Index of /~min/dAnth/acl

[ICO]NameLast modifiedSizeDescription

[DIR]Parent Directory  -
[DIR]pdfbox/02-May-2008 17:49 -
[DIR]pdftohtml/23-Oct-2006 10:35 -

README for ACL Anthology Text Extraction

ACL Anthology Text Extraction

Above you can find in the individual directories conversions of the ACL Anthology (as of Oct 2006) converted by either pdfbox (with the UTF-8 extraction flag) or pdftohtml (with the -c "complex" flag on). These conversions are done on a best-effort basis by a consortium of university labs; no guarantees of correct extraction or cleanliness is given. These materials are being made available to the public on a "as-is" basis and copyrights to the materials still belong to the ACL and its copyright holders.
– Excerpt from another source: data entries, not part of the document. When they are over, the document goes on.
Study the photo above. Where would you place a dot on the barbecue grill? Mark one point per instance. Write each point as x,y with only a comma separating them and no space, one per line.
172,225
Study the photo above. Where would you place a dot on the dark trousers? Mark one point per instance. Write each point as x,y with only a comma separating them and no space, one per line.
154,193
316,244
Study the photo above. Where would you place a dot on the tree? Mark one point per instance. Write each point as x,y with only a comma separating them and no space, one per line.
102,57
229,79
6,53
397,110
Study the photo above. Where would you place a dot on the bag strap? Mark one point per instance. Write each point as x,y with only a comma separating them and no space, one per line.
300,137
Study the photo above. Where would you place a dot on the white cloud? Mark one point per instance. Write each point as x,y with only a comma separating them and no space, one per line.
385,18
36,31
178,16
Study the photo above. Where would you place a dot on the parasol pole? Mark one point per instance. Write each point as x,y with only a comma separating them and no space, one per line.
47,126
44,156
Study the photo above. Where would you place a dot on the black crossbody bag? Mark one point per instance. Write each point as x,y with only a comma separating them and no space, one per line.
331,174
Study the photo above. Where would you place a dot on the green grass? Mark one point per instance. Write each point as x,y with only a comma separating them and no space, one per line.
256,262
pdftohtml's format is html output and thus may preserve more of the formatting and 2-column output, but pdfbox has been observed to be more robust to failure. If you know of an alternate pdf to text converter that works well and doesn't use one of the above engines as a core, then we'd love to hear about it.

Each zip file contains a slice of the Anthology data, these are named for the subdirectory structure in the anthology itself. For example the zip files beginning with "A" are the conversion outputs of the ANLP series (as ANLP '83's link is http://acl.ldc.upenn.edu/A/A83/).

If you are interested in the extraction details or helping to contribute, please consider joining the mailing list or the contributing to the wiki (note that wiki requires registration):

Digital Anthology: [ Mailing list ] [ Wiki ]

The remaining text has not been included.